Like others have already said, plenty of thinking time needed to digest your previous post. Thanks again for taking the time to share your knowledge and experience.

Your post prompts me to ask something that I've been pondering for a bit, "what is the value of "disassociated" motion?" I have seen you and your senior students demonstrate the importance of correct body alignment, and am in no doubt whatsoever of the value of correct alignment and structure... but what about sacrificing alignment and structure... is there a use for it?

Specifically, manipulative arts like Aikido (from the little I have experienced) emphasise body mechanics heavily, but also seem to sacrifice  alignment/use disassociated motion  more readily and for longer periods in an interaction in order to achieve more sensitivity to the motion of an attacker, encourage severe misalignment in an attacker ( e.g falling over), or create openings for attack.  

The small amount of Wado karate I have seen also relied heavily on a push drag jab involving a lateral shift off the 12 o'clock line (nagashizuki), I think this forward leap and sideshift is something from the jujutsu heritage in the system... I am not sure if this is a motion that sacrifices alignment...it feels "soft", and with hindsight the movement of the rear leg seems to me to break alignment. It doesn't strike me as the most powerful way of hitting an attacker, but it seems to be a very good way of gaining or exploiting an opening, and I always liked the technique for the way it exploited timing as it was normally done as the attacker intiated a forward step or a jab.  I am not 100% sure if this is a technique that sacrifices alignment, but if so it seems to be a deliberate strategy in the system, trading maximum effectiveness for a disruptive hit ...

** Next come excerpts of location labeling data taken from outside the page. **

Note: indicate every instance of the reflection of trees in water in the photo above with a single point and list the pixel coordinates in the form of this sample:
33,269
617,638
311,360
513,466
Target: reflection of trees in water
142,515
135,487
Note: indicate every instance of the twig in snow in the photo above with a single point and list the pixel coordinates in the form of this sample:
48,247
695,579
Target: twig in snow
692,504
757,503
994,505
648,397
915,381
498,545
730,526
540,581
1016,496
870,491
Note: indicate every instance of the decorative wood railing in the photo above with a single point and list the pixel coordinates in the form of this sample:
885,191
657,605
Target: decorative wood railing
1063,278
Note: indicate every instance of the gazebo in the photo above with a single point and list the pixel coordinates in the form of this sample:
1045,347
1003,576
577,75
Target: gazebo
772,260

I am not sure if I am asking the question as well as I could, is difficult to express it well in writing... 

I am very interested to know whether disassociated movement can have intrinsic merit as a strategy,  a transitory aid to mobility,  or an aid to gaining extra sensitivity to the attacker's movement when in contact manipulation range... or is it a case of ineffective, more effective, most effective?

Yours,

Dan:asian:


----------



## Doc (May 28, 2006)

Dan G said:
			
		

> "what is the value of "disassociated" motion?"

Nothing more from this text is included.